Der mediale Druck auf ÖVP und SPÖ, vor allem aus den Reihen der Freiheitlichen, hat Wirkung gezeigt: Die Parteien- und Klubförderung für die Parlamentsparteien wird nun doch nicht erhöht, wie FPÖ-Generalsekretär Christian Hafenecker am heutigen Dienstag auf einer Pressekonferenz verkündete. Weniger erfreulich sind hingegen die Aussichten auf die anstehende Budgetrede und die Wahl des neuen ORF-Generaldirektors.
Doppelbudget wird nicht halten
Die morgige Rede von SPÖ-Finanzminister Markus Marterbauer wird mit Spannung erwartet – viel Positives erwartet man sich bei der FPÖ jedoch nicht. Budgetsprecher Arnold Schiefer geht davon aus, dass das Doppelbudget nicht halten wird; das Maastricht-Kriterium sieht er in weiter Ferne. Zudem verwies er darauf, dass auch Ratingagenturen die Kreditwürdigkeit Österreichs herabgestuft haben.

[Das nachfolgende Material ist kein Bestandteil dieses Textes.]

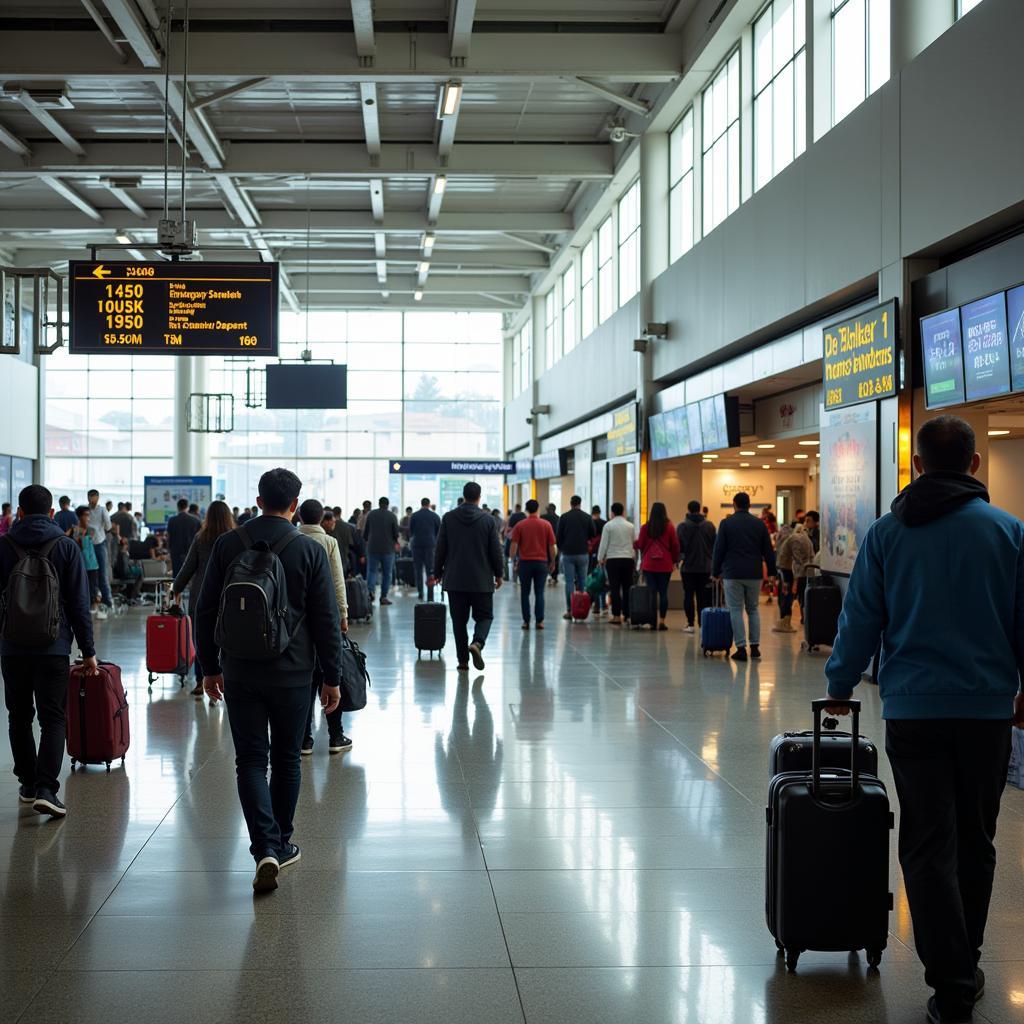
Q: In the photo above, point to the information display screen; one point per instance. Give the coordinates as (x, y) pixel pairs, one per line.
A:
(173, 308)
(943, 359)
(986, 350)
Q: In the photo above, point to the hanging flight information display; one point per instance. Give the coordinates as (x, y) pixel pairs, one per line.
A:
(185, 308)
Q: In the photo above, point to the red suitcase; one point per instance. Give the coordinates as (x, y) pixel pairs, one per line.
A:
(97, 716)
(169, 646)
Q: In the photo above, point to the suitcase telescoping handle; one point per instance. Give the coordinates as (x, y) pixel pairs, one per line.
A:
(818, 707)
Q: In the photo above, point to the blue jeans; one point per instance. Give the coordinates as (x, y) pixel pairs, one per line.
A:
(532, 573)
(104, 576)
(740, 594)
(383, 564)
(423, 566)
(574, 570)
(267, 723)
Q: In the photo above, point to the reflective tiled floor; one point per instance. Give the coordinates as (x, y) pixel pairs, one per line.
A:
(572, 836)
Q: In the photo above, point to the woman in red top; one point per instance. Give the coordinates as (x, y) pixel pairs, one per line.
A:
(658, 547)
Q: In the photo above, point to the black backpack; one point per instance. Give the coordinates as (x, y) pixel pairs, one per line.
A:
(32, 598)
(253, 620)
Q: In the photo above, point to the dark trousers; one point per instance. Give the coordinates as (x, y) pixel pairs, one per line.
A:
(949, 776)
(461, 604)
(31, 685)
(532, 573)
(333, 720)
(267, 723)
(620, 580)
(696, 594)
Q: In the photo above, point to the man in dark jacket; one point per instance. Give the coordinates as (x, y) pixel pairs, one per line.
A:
(949, 681)
(468, 560)
(741, 550)
(181, 530)
(381, 534)
(35, 678)
(696, 545)
(572, 536)
(424, 525)
(272, 694)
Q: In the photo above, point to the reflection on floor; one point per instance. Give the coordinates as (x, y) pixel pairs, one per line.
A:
(573, 836)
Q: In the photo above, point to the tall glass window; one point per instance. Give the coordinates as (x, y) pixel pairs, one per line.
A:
(681, 232)
(779, 87)
(860, 52)
(606, 300)
(568, 309)
(720, 114)
(629, 244)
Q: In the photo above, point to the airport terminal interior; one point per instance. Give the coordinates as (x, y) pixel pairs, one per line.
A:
(633, 252)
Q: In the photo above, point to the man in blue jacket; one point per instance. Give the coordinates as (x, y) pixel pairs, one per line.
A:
(949, 684)
(36, 677)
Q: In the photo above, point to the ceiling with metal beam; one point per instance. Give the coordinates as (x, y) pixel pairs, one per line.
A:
(379, 150)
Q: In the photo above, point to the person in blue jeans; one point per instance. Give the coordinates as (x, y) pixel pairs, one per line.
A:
(742, 548)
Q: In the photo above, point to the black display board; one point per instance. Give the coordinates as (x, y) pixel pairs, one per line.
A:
(173, 308)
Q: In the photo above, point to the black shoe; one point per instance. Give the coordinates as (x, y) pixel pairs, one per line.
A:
(290, 854)
(339, 743)
(47, 803)
(267, 868)
(474, 653)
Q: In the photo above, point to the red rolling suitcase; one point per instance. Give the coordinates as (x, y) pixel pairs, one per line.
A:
(169, 646)
(97, 716)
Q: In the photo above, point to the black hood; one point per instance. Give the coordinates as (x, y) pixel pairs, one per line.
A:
(935, 495)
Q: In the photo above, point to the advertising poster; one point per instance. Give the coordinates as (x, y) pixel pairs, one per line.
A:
(848, 483)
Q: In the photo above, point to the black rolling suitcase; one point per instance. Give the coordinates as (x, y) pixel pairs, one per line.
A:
(826, 876)
(429, 625)
(822, 604)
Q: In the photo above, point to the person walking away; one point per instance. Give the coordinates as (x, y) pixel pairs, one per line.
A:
(949, 686)
(218, 521)
(616, 554)
(658, 547)
(696, 545)
(468, 560)
(742, 549)
(99, 525)
(381, 534)
(311, 513)
(534, 546)
(290, 603)
(46, 603)
(181, 530)
(424, 526)
(572, 537)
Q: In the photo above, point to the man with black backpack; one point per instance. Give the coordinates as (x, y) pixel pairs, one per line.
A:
(266, 613)
(45, 601)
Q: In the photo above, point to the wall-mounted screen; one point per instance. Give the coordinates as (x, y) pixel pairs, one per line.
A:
(943, 359)
(986, 351)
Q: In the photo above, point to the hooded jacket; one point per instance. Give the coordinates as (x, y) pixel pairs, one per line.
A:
(940, 581)
(468, 556)
(33, 531)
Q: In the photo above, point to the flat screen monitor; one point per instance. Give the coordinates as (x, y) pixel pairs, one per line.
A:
(943, 359)
(986, 350)
(314, 385)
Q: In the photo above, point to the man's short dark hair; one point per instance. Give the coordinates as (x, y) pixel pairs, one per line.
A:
(946, 444)
(279, 487)
(35, 500)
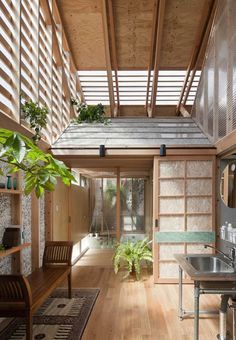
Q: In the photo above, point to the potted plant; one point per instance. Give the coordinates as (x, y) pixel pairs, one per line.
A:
(36, 116)
(89, 113)
(131, 255)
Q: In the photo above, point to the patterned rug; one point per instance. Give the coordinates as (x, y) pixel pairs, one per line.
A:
(58, 318)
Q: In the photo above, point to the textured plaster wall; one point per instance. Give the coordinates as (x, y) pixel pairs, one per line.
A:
(5, 221)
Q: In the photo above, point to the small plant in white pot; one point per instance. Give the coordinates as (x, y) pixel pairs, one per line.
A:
(131, 255)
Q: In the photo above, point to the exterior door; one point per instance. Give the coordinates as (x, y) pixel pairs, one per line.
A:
(184, 210)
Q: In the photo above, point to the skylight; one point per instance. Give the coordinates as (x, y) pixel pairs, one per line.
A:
(133, 87)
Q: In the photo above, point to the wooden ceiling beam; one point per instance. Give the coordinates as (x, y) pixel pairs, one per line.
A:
(201, 51)
(160, 24)
(114, 54)
(108, 57)
(152, 52)
(209, 8)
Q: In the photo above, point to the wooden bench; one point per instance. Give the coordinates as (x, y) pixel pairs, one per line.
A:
(21, 296)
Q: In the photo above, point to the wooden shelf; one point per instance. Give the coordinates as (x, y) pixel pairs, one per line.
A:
(4, 253)
(11, 191)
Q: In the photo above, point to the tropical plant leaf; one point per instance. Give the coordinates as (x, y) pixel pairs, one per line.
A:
(130, 255)
(41, 169)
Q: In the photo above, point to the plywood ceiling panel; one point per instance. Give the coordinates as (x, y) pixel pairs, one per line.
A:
(133, 28)
(181, 22)
(82, 20)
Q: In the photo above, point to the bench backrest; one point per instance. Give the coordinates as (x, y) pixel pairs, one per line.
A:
(14, 289)
(57, 252)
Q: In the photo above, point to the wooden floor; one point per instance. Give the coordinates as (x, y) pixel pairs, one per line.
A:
(130, 310)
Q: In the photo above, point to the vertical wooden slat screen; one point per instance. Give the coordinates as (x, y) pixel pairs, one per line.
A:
(36, 63)
(215, 105)
(9, 52)
(29, 50)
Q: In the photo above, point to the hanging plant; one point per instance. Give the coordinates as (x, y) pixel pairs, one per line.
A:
(36, 116)
(40, 169)
(89, 113)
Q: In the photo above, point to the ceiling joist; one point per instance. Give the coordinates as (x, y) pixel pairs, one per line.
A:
(159, 33)
(114, 54)
(202, 36)
(113, 107)
(153, 45)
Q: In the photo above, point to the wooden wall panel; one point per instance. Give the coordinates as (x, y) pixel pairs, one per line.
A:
(79, 212)
(60, 212)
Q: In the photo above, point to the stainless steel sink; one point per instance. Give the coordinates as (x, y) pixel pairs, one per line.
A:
(209, 264)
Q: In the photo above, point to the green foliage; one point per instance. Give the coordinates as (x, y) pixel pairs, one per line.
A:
(89, 113)
(131, 255)
(37, 117)
(40, 169)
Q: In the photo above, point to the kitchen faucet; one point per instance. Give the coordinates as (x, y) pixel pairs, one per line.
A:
(231, 257)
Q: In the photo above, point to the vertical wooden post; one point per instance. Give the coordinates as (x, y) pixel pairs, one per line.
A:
(48, 216)
(35, 231)
(69, 213)
(118, 232)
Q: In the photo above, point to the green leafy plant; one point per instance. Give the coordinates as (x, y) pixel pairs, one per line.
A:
(89, 113)
(130, 255)
(41, 170)
(36, 116)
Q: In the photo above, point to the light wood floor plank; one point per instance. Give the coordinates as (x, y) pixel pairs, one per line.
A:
(131, 310)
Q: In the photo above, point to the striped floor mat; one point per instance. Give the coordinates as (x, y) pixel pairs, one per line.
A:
(58, 318)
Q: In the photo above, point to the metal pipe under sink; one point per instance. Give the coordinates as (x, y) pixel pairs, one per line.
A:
(223, 317)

So hat die Republik inzwischen bei allen großen Agenturen das sogenannte „Triple A“ (AAA, die Bestnote einer Ratingagentur) verloren.

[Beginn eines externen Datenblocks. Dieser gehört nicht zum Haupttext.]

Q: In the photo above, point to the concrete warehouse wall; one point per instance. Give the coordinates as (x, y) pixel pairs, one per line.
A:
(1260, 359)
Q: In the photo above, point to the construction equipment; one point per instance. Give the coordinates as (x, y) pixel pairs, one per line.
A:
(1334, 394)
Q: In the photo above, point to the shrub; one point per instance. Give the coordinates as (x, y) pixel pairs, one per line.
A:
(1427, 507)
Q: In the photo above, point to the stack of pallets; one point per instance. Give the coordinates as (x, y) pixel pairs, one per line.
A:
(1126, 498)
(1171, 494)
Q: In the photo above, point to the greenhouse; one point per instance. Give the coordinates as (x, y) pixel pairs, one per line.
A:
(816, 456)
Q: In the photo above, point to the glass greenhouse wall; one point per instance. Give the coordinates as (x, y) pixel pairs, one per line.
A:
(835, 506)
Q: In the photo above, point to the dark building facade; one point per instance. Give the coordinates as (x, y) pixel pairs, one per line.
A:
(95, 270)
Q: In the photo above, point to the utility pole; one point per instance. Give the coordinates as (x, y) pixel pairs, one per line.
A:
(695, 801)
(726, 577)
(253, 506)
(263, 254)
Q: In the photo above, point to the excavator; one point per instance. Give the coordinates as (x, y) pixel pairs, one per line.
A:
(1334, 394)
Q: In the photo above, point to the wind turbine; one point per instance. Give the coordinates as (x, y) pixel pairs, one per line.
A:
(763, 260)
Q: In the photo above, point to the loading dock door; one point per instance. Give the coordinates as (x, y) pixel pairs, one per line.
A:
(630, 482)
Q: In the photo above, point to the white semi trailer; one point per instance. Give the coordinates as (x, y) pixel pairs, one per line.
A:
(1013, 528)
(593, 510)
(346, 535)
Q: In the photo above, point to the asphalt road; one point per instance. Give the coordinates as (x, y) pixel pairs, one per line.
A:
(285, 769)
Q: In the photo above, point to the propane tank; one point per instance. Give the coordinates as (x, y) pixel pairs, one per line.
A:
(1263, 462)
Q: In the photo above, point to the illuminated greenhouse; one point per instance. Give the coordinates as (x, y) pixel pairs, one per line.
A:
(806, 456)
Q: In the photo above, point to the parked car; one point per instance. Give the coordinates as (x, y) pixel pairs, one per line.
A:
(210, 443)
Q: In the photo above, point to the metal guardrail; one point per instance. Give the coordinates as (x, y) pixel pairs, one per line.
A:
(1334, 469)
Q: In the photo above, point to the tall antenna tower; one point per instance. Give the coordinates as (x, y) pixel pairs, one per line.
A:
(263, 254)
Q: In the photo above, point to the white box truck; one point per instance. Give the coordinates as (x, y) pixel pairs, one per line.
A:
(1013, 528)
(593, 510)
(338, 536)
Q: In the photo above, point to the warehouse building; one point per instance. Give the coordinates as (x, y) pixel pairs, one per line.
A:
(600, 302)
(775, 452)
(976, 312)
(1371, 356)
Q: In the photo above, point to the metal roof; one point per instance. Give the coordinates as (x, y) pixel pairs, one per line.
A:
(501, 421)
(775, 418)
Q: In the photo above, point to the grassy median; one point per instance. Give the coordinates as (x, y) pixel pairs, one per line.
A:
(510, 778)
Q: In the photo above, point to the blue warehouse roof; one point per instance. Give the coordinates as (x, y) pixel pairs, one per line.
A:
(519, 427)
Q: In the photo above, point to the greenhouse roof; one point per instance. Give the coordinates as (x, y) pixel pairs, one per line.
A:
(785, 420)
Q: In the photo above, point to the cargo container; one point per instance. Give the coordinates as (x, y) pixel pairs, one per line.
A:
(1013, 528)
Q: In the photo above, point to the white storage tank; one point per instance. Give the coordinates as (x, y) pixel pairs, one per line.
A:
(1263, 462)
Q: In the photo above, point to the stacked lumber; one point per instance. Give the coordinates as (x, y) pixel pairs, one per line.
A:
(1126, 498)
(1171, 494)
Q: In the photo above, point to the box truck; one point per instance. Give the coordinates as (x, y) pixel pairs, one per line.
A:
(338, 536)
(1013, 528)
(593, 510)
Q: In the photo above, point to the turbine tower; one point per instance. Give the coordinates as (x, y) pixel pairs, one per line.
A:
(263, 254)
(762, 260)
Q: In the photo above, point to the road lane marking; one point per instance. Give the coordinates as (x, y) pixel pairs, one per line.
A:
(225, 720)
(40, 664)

Auch die nächste Prognose des WIFO im Juni werde wohl den anhaltenden Konflikt im Nahen Osten einpreisen. Die Zahlenbasis, auf der das Budget erstellt wurde, sei daher wackelig, so Schiefers Fazit. Er äußerte massive Bedenken, dass das Budget tatsächlich etwas verändern könne. Viele Experten seien zudem derselben Meinung.
„Husch-Pfusch-Wahl in Rekordzeit“
Am Küniglberg steht unterdessen die Wahl einer neuen ORF-Spitze an. Am Donnerstag wird dort der neue Generaldirektor gewählt – und das nach nur vier Wochen Bewerbungsfrist. Hafenecker vermutete deshalb ein abgekartetes Spiel. Er sprach von einer „Husch-Pfusch-Wahl in Rekordzeit“ und von „Postenschacher mit Wahlzettel“. Auf einen Kandidaten habe sich die ÖVP-Spitze offenbar bereits geeinigt: Clemens Pig, der langjährige CEO der Austria Presse Agentur (APA), soll es dem Vernehmen nach richten. Überraschend sei das nicht, hatte doch sogar ÖVP-Generalsekretär Nico Marchetti öffentlich erklärt, er würde sich über Pigs Wahl freuen.
Für Hafenecker ist damit klar: Marchetti habe den künftigen ORF-Chef praktisch bereits ausgerufen. Deshalb handle es sich nicht um eine Bewerbung, sondern um eine Bestellung. Dies sei sogar so weit gegangen, dass der SPÖ-nahe Stiftungsratsvorsitzende Heinz Lederer diese Aussagen zurückgewiesen habe.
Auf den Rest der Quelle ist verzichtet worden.